В середине нулевых картина была вообще очень грустная. Политическая система выстроилась и «закуклилась». Все, кто что-то мог и хотел, успешно в эту систему встроились, каждый имел свою делянку. «Простой народ» был доволен стабильностью и экономическим ростом, а вопросами политики, перспектив страны не интересовался. Интеллектуалы, не имея почвы для своих идей, приуныли и приспособились. Практически исчезла политическая мысль как таковая. Тиражи журналов, писавших о проблемах политики, исчислялись на всю страну несколькими тысячами экземпляров.

В конце 2003-го я вернулся в Новосибирск из Москвы и обнаружил, что в городе осталось всего несколько десятков (максимум — две сотни) общественно-активных людей. Нет, конечно, было много депутатов, партийных активистов и «общественников при власти». Но вот тех, кто тратил свое время, силы и деньги не ради мандата, власти и денег — таких было отчаянно мало.

Если только таких людей считать «народом» (как у Солженицына — «в народ отбирают поштучно»), то Россия 2005-го была выжженной пустыней, населенной небольшими горстками людей, существенную часть которых составляли люди с пограничной психикой и весьма экзотическими взглядами.

«Нормальные люди» в то время считали политическую деятельность грязной и бессмысленной, а общественную — просто бессмысленной.

Тем более, что строгой границы между политической и общественной деятельностями никогда не было.

Пик «путинского консенсуса» пришелся на 2007-й год, когда избирательная кампания в Госдуму шла под флагом «плана Путина». Подозреваю, что никто из 64%, отдавших тогда свои голоса за «Единую Россию», сегодня не сможет четко сформулировать, в чем именно состоял тот план, за который они голосовали, и насколько он реализован. Но де-факто всем было понятно — план в том, чтоб всё оставалось, как было. Чтоб не вернулись ужасные 90-е.

Лишь бы не девяностые

Роль ужасных 90-х крайне важна в деле стабилизации режима и обеспечении его массовой поддержкой, потому остановлюсь на ней подробнее. Одна из версий, почему Сталин победил Троцкого и прочих перманентных революционеров, состоит в том, что народ устал от революций, хотелось «нормальной жизни», которую «умеренный» Сталин вроде как и обещал, в отличие от Троцкого. То, что народ оказался обманутым в своих ожиданиях, ничего в данном случае не значит. Чем кончится «путинская стабильность», мы ведь тоже не знаем. 

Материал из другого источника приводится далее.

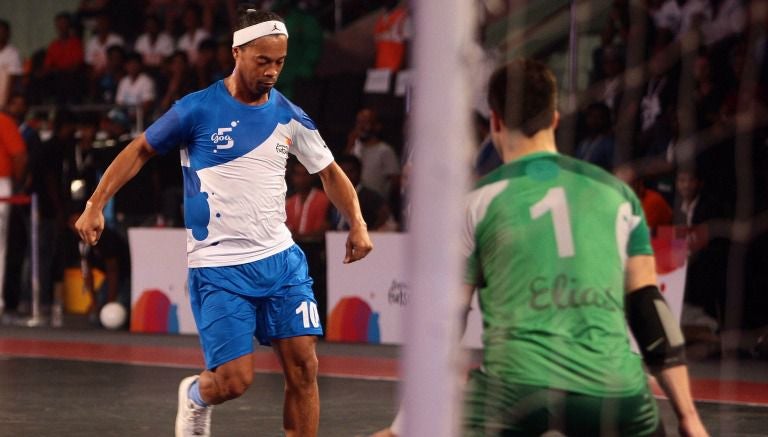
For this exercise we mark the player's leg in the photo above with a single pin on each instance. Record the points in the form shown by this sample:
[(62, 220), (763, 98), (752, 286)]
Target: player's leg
[(227, 381), (290, 322), (226, 323), (301, 408)]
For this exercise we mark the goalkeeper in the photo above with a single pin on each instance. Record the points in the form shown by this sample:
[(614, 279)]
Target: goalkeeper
[(560, 255)]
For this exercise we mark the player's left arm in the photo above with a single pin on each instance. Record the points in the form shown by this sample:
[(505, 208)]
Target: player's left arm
[(343, 195)]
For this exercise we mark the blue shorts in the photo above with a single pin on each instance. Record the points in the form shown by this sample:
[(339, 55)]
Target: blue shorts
[(268, 299)]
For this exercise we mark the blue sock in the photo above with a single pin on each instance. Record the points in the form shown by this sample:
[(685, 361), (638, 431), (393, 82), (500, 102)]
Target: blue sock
[(194, 394)]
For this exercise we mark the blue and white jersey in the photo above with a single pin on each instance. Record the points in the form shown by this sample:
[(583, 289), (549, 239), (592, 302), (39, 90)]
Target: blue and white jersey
[(233, 158)]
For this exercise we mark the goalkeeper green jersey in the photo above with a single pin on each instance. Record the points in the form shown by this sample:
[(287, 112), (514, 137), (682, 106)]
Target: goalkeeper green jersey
[(547, 238)]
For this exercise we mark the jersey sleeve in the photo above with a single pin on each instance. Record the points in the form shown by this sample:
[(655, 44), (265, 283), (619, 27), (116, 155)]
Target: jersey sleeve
[(309, 147), (168, 131), (468, 245), (639, 237)]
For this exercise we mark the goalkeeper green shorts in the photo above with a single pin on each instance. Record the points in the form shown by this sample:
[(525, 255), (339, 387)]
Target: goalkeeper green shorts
[(495, 408)]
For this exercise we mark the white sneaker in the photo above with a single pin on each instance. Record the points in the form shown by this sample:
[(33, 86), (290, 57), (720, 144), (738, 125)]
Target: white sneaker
[(191, 419)]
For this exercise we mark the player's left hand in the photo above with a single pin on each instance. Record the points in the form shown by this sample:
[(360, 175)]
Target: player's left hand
[(358, 244)]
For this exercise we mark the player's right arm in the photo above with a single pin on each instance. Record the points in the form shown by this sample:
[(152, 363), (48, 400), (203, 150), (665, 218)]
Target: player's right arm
[(124, 167), (660, 340)]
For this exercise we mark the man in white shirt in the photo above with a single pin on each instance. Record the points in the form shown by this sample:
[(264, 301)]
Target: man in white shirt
[(153, 45), (193, 35), (136, 88), (381, 168), (96, 48)]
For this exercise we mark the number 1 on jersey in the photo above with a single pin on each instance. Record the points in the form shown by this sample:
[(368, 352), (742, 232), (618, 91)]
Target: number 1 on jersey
[(556, 203)]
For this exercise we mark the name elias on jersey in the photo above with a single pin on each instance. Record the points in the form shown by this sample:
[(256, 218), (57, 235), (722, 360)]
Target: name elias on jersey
[(222, 136), (564, 292)]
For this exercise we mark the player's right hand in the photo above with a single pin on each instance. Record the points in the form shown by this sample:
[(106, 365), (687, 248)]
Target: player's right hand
[(90, 225)]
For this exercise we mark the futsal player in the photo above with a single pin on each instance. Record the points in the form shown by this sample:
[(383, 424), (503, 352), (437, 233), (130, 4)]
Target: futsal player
[(246, 276), (560, 255)]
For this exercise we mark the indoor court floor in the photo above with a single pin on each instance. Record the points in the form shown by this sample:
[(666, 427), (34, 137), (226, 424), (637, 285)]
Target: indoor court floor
[(81, 381)]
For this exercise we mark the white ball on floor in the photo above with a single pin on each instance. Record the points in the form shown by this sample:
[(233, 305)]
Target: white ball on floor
[(113, 315)]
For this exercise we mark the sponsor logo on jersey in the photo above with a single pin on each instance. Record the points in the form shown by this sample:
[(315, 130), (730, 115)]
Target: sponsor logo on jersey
[(222, 139), (282, 149)]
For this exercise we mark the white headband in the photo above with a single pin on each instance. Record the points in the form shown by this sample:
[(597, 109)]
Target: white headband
[(248, 34)]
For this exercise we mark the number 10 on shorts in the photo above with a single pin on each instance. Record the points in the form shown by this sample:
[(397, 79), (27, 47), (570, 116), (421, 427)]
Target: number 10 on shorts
[(308, 311)]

Противостояние Сталина и Троцкого было давно, что думали граждане страны Советов в то время, мы точно сказать не можем. Поэтому приведу другой пример. В 2004-м мне довелось побывать на Камчатке, которой управлял один из немногих губернаторов-коммунистов Михаил Машковцев. Избран он был в 2000 году. А предыдущее руководство региона было настолько бездарно (или настолько воровато), что допустило отключение зимой в Петропавловске-Камчатском света и тепла. Этих отключений было два или три по несколько дней каждое, и они произвели на население региона такое впечатление, что Машковцева потом переизбирали только потому, что «при нем не было отключений». Отсутствие значимых достижений, развития, наличие коррупционных скандалов не имело значения.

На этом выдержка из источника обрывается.